13. Children’s Privacy

Our services are not directed to children under the age of 16 (or the applicable age of consent in your jurisdiction). We do not knowingly collect personal data from children.

If we become aware that we have collected data from a child without parental consent, we will take steps to delete that information as quickly as possible.

If you are a parent or guardian and believe your child has provided us with personal data, please contact us immediately at info@aqsitsolutions.com.

14. California Privacy Rights (CCPA)

If you are a California resident, you have specific rights under the California Consumer Privacy Act (CCPA):

14.1 Right to Know

You have the right to request information about:

• Categories of personal information collected
• Sources of personal information
• Business or commercial purposes for collection
• Categories of third parties with whom we share data
• Specific pieces of personal information we hold about you

14.2 Right to Delete

You have the right to request deletion of your personal information, subject to certain exceptions.

14.3 Right to Opt-Out of Sale

Important: AQS IT Solutions does NOT sell personal information to third parties. We do not sell, rent, or trade your data for monetary or other valuable consideration.

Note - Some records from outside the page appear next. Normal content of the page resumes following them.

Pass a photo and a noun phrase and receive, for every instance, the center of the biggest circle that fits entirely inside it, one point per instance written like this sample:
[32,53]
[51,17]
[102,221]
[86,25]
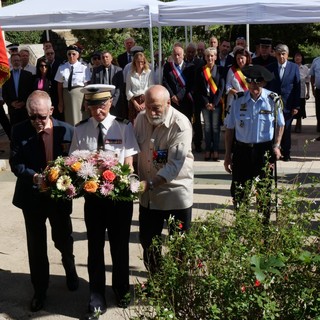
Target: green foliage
[239,268]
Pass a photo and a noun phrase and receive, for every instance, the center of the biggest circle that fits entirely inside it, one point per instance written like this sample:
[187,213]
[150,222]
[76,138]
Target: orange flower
[108,175]
[76,166]
[53,175]
[90,186]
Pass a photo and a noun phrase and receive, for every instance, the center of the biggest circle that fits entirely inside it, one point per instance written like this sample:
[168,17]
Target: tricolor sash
[179,76]
[240,77]
[208,76]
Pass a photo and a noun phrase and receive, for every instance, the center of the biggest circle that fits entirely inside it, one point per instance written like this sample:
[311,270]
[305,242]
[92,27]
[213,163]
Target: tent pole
[160,53]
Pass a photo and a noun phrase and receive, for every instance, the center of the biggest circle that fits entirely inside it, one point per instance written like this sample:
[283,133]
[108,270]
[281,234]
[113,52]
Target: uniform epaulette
[239,95]
[123,120]
[81,122]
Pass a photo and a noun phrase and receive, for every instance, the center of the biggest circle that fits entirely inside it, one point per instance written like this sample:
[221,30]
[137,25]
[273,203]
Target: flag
[4,62]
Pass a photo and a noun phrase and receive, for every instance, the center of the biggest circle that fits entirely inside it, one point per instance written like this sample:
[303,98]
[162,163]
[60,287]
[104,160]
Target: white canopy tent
[60,14]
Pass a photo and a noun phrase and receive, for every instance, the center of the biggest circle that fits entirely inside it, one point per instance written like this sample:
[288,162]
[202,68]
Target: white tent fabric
[208,12]
[94,14]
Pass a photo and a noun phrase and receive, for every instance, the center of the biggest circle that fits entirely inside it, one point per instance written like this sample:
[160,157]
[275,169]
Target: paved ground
[211,191]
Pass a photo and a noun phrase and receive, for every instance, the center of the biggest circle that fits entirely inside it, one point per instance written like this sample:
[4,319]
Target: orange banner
[4,62]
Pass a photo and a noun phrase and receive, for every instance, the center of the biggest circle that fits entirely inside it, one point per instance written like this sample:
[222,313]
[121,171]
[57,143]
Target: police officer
[71,77]
[102,213]
[253,134]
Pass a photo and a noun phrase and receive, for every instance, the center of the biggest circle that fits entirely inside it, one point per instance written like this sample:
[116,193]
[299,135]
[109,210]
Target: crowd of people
[140,110]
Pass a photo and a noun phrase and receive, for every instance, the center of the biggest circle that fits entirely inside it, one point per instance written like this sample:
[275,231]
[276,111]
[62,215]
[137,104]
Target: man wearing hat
[265,56]
[286,83]
[71,77]
[253,134]
[103,213]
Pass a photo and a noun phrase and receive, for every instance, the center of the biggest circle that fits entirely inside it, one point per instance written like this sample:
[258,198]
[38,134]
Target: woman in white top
[235,79]
[305,89]
[139,79]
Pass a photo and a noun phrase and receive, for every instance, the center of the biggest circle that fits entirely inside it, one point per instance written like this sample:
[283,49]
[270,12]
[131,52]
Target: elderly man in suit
[16,90]
[108,73]
[286,83]
[34,141]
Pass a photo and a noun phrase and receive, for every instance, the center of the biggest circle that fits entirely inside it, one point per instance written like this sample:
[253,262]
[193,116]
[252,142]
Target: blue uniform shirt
[254,121]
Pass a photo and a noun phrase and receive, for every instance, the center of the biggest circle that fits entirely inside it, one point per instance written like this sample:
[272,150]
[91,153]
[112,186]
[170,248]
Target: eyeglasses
[254,80]
[37,116]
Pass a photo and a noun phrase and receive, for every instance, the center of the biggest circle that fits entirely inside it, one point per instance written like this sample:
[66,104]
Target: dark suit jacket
[25,162]
[25,87]
[122,59]
[289,87]
[175,89]
[116,77]
[201,84]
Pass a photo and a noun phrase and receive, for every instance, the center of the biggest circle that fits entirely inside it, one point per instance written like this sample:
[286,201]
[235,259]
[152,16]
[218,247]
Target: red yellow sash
[240,77]
[208,76]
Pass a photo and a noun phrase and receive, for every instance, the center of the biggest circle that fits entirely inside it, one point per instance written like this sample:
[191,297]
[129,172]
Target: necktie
[100,144]
[42,148]
[70,79]
[281,72]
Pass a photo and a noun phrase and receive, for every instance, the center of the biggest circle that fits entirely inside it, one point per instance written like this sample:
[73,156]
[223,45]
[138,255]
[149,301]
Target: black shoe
[37,302]
[72,280]
[124,301]
[94,315]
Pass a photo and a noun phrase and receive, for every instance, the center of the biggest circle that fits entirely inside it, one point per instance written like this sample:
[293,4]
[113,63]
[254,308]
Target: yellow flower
[76,166]
[90,186]
[53,175]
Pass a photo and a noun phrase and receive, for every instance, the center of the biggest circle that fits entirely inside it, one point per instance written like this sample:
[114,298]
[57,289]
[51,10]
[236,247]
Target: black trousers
[61,229]
[151,225]
[248,163]
[114,216]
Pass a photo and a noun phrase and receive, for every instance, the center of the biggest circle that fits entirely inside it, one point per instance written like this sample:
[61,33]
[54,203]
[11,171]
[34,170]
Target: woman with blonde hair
[139,79]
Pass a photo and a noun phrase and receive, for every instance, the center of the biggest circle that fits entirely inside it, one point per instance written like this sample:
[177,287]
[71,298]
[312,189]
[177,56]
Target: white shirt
[118,137]
[81,74]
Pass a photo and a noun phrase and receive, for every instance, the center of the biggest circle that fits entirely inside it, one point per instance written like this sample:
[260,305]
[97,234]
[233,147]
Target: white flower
[63,183]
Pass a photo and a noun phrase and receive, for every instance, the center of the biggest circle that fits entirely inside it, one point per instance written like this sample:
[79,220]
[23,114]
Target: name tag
[113,141]
[265,112]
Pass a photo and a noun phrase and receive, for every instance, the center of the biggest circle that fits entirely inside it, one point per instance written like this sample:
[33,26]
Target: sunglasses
[37,116]
[254,80]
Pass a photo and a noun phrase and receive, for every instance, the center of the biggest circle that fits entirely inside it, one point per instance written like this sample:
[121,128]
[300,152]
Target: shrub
[231,266]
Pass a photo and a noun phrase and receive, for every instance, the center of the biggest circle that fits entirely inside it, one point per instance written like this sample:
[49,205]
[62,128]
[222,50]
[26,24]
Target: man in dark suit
[54,63]
[16,90]
[286,83]
[124,58]
[178,79]
[108,73]
[34,141]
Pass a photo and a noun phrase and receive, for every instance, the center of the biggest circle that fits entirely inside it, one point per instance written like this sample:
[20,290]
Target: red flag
[4,62]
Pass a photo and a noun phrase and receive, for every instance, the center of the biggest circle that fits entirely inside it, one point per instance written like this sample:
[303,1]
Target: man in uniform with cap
[103,213]
[286,83]
[71,77]
[253,134]
[265,56]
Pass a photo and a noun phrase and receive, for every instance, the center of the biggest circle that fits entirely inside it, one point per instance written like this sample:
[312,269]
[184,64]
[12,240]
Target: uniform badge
[243,107]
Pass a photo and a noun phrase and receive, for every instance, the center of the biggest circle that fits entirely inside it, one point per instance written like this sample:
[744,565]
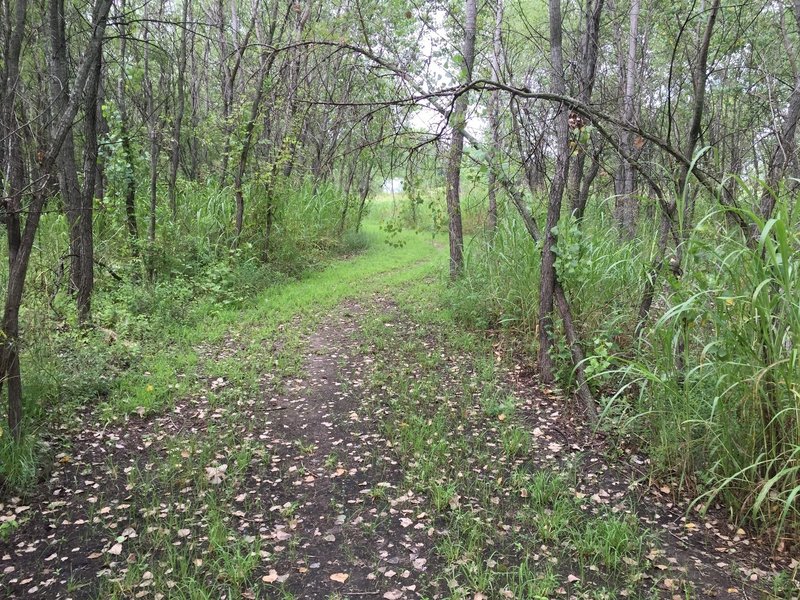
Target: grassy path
[342,438]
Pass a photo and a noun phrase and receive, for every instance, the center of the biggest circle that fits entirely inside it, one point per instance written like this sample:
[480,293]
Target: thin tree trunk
[548,272]
[626,201]
[90,152]
[494,117]
[179,110]
[457,124]
[785,149]
[125,138]
[67,167]
[579,182]
[20,241]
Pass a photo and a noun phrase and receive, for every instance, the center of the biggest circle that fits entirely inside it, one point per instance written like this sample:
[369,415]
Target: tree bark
[67,167]
[494,118]
[626,201]
[129,193]
[86,233]
[179,110]
[548,271]
[457,124]
[20,241]
[786,147]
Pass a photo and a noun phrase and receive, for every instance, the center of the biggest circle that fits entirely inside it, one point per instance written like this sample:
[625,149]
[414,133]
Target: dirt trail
[350,512]
[319,500]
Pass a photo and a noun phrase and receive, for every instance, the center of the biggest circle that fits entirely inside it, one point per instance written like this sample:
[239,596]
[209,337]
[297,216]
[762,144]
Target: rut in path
[350,518]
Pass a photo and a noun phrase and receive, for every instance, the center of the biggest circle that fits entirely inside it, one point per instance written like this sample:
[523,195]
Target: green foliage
[711,387]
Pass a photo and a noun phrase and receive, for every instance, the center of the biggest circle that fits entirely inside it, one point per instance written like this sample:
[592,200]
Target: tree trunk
[626,201]
[785,148]
[590,45]
[90,152]
[67,167]
[125,138]
[179,110]
[20,241]
[457,124]
[494,118]
[548,272]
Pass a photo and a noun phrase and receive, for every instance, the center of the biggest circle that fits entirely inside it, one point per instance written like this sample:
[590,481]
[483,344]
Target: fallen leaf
[116,549]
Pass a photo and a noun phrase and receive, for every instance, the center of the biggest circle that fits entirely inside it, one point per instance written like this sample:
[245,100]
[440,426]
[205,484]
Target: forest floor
[346,439]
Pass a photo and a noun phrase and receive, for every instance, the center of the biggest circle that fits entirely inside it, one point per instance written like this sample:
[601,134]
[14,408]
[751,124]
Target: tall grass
[146,293]
[729,423]
[712,388]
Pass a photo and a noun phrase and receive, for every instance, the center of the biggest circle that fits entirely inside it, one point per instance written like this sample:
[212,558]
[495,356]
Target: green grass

14.4 Right to Non-Discrimination

We will not discriminate against you for exercising your CCPA rights, including:

• Denying goods or services
• Charging different prices or rates
• Providing different quality of services

14.5 Authorized Agents

California residents may designate an authorized agent to make requests on their behalf. The agent must provide written authorization and proof of authority.

14.6 Exercising CCPA Rights

To exercise your CCPA rights:

• Email: info@aqsitsolutions.com
• Phone: +44 7511 566436
• Include “California Privacy Request” in the subject line

We will respond to verifiable requests within 45 days (extendable by 45 days if necessary).

15. Changes to This Policy

We may update this Privacy Policy from time to time to reflect changes in our practices, technology, legal requirements, or other factors.

15.1 Notification of Changes

When we make material changes to this Privacy Policy, we will:

• Update the “Last Updated” date at the top of this page
• Post a notice on our website homepage
• Send email notifications to registered users (for significant changes)
• Obtain consent where required by law

15.2 Your Continued Use

Continued use of our services after changes take effect constitutes acceptance of the updated Privacy Policy. If you do not agree with changes, please discontinue use of our services.

15.3 Reviewing the Policy

We encourage you to review this Privacy Policy periodically to stay informed about how we protect your data.